The first line states that an edge can form a path. The second line states that a path, connected to a new edge, forms a new path. As can be seen from the second line, the relation path appears in both the body and the head, making it a recursive relation.

In this example, suppose we have

rel edge = {(0, 1), (1, 2)}

we would get the set of paths to be

path: {(0, 1), (0, 2), (1, 2)}

Notice that the path (0, 2) is a compound path obtained from joining the two edges (0, 1) and (1, 2).

Relation Dependency

Given a rule with head and body, we say that the predicate appearing in the head depends on the predicates of the atoms appearing in the body. This forms a dependency graph. The above edge-path example would have the following dependency graph:

edge <--- path <---+
            |      |
            +------+

The relation edge depends on nothing, while path depends on edge and also path itself. This forms a loop in the dependency graph. In general, if a program has a dependency graph with a loop, then the program requires recursion. Any relation that is involved in a loop would be a recursive relation.

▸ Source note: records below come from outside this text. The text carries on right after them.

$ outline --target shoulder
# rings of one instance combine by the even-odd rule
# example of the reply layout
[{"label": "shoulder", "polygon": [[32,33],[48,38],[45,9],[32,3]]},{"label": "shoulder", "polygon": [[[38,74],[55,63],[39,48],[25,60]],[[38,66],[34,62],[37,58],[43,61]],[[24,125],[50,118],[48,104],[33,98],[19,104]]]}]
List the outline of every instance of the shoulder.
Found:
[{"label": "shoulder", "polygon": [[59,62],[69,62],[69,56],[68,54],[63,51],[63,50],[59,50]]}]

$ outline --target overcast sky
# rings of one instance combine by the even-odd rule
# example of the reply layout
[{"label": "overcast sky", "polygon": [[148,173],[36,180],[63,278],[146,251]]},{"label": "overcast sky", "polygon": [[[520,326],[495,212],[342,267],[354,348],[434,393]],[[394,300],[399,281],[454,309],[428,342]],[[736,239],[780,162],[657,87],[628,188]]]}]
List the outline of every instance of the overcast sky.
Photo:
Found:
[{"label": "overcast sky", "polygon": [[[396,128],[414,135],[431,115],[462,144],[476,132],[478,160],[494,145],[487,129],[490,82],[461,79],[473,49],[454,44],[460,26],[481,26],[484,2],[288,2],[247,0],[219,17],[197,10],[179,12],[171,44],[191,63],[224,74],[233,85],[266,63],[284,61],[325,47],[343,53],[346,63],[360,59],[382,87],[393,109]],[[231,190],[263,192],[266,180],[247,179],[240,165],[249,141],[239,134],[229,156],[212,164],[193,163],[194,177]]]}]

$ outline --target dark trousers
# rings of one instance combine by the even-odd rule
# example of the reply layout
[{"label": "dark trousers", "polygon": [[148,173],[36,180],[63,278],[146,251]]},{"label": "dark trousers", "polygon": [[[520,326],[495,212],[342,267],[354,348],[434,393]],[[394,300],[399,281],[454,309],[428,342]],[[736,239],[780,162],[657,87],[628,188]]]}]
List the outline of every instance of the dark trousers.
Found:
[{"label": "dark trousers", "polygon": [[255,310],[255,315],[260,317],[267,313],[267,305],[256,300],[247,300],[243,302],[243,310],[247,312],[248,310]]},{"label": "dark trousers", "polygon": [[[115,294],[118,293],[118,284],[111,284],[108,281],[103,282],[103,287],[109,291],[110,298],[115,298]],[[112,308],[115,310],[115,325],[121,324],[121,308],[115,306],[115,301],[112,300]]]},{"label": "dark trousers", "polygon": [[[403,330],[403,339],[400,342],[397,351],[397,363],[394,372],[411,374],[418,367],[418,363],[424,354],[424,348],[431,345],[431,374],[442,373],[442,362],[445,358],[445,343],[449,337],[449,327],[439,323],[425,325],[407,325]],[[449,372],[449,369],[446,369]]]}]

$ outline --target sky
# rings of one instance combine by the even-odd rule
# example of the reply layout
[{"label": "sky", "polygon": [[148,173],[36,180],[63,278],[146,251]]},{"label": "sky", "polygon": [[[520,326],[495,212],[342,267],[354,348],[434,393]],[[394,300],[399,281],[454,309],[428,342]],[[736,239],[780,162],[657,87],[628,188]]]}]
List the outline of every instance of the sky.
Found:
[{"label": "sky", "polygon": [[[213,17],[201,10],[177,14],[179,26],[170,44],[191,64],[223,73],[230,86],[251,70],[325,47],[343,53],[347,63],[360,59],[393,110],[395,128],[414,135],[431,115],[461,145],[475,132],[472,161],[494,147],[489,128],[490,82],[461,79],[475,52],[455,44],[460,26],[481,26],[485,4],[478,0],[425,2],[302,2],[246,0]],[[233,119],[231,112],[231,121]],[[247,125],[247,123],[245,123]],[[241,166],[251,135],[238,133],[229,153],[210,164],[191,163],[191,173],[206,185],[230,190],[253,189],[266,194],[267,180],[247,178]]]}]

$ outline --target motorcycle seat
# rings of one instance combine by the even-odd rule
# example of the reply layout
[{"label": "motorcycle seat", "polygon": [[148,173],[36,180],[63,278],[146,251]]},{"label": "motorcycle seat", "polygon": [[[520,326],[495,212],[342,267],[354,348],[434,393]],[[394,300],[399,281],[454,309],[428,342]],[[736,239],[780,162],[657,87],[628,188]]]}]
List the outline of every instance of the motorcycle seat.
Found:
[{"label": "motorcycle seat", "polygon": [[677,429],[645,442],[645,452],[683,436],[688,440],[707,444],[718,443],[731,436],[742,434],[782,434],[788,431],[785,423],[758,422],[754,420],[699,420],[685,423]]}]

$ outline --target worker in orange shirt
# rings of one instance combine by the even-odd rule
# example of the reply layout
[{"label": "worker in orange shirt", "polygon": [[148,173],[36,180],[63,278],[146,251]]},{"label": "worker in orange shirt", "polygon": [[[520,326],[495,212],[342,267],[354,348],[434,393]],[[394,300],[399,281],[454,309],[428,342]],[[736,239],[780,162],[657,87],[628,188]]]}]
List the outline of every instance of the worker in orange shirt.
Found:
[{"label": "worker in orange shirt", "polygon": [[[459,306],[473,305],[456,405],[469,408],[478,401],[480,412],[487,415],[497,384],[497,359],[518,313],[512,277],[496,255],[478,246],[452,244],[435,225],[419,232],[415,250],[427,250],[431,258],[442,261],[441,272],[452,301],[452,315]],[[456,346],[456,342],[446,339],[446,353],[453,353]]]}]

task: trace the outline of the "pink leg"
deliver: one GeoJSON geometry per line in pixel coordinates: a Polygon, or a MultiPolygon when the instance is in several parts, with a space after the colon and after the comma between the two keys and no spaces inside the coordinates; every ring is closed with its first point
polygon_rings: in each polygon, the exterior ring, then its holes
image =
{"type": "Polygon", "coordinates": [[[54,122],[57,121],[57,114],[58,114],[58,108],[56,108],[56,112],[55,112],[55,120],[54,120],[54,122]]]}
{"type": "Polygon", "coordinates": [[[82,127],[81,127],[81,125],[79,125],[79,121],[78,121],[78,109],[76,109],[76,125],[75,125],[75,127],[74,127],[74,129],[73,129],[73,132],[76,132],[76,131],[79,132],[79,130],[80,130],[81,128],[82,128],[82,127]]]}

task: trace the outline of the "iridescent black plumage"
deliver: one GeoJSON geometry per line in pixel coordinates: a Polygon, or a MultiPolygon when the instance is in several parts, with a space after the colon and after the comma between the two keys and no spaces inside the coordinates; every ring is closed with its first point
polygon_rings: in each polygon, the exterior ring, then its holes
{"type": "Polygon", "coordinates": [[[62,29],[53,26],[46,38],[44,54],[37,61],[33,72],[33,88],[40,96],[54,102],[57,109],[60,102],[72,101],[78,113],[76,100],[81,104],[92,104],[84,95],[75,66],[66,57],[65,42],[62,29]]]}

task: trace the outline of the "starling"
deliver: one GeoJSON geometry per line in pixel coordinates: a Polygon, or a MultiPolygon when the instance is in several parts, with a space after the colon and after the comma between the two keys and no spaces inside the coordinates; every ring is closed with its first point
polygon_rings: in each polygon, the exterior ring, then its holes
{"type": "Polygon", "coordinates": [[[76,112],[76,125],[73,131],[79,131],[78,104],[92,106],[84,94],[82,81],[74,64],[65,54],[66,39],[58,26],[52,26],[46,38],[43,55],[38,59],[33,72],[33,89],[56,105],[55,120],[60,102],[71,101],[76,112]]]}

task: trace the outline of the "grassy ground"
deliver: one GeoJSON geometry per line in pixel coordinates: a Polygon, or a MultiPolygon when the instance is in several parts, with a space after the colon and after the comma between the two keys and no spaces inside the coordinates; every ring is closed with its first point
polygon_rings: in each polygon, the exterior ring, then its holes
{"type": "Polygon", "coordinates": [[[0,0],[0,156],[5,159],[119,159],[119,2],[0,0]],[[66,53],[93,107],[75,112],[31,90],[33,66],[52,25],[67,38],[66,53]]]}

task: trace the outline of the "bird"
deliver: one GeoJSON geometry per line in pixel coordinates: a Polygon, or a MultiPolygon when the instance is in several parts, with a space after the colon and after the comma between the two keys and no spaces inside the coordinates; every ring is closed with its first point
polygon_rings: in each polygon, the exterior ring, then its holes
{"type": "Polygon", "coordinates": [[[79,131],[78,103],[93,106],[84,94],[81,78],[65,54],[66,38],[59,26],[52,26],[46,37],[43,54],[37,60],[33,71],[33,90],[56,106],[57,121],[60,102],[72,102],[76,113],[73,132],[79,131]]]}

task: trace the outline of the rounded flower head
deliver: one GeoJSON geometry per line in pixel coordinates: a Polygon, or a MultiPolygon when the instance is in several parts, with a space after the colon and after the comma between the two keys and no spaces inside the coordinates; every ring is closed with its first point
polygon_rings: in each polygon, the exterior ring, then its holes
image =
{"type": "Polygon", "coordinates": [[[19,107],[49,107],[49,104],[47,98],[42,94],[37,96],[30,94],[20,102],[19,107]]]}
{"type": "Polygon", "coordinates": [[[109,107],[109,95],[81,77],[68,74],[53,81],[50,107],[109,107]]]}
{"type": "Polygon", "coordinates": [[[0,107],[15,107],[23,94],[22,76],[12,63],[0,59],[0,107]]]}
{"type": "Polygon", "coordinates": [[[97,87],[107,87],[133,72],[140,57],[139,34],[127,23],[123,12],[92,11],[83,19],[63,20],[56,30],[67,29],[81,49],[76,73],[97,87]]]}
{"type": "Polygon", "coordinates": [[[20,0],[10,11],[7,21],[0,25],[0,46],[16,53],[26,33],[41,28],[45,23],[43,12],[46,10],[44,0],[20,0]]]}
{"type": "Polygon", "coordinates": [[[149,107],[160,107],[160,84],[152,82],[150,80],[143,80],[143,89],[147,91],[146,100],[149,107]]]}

Notice that we are mostly talking about positive dependency here, as the atoms in the body of the rule are positive atoms (i.e., without annotation of negation or aggregation). In more complex scenarios, there will be negation or aggregation in a rule, which we explain in detail in future sections.

Fixed-point Iteration

The recursion in Scallop happens in fixed-point iteration. In plain terms, the recursion will continue until there is no new fact being derived in an iteration. In hind-sight, the whole Scallop program is executed in a loop. Within one iteration, all of the rules inside of the program are executed. Let us digest the actual execution happens when executing the above edge-path program:

rel edge = {(0, 1), (1, 2), (2, 3)}
rel path(a, b) = edge(a, b)                 // rule 1
rel path(a, c) = path(a, b) and edge(b, c)  // rule 2

Before the first iteration, the edge has already been filled with 3 facts, namely (0, 1), (1, 2), and (2, 3). But the path is empty. Let's now go through all the iterations:

Iter 0: path = {}
Iter 1: path = {(0, 1), (1, 2), (2, 3)}
       Δpath = {(0, 1), (1, 2), (2, 3)} // through applying rule 1
Iter 2: path = {(0, 1), (1, 2), (2, 3), (0, 2), (1, 3)}
       Δpath = {(0, 2), (1, 3)}         // through applying rule 2
Iter 3: path = {(0, 1), (1, 2), (2, 3), (0, 2), (1, 3), (0, 3)}
       Δpath = {(0, 3)}                 // through applying rule 2
Iter 4: path = {(0, 1), (1, 2), (2, 3), (0, 2), (1, 3), (0, 3)}
       Δpath = {}

In the above note, we also include Δpath, which contains the new paths derived during the current iteration. As can be seen, during iteration 1, paths of length 1 are derived; during iteration 2, paths of length 2 are derived. During iteration 4, there is no more path to be derived, and therefore the Δpath is empty. This tells us that no new facts are derived and the whole fixed-point iteration is stopped, giving us the final result.

Infinite Relations

As we have described in the fixed-point iteration, the recursion will continue until no more fact is derived. However, we are capable of writing rules that are infinite. As shown in the first example:

rel fib(x, y1 + y2) = fib(x - 1, y1) and fib(x - 2, y2)

gives you an infinite relation as there can always be a new x to be derived. In this case, the fixed-point iteration never stops.

The root cause of this is Scallop's support for value creationg, i.e., the creation of new values. Typically, database systems work in closed-world assumption, that is, all the items being reasoned about are already there. No computation is done on arbitrarily created values. But in the above example, we have derived x from the grounded expression x - 1, hence creating a new value.

Typically, the way to resolve this is to create bounds on the created values. For example, the rule

rel fib(x, y1 + y2) = fib(x - 1, y1) and fib(x - 2, y2) and x <= 10

restricts that x cannot be greater than 10. This makes the fixed-point iteration to stop after around 10 iterations.

Other way of getting around with this involve the use of Magic-Set Transformations, which we describe its equivalent in Scallop in a later section.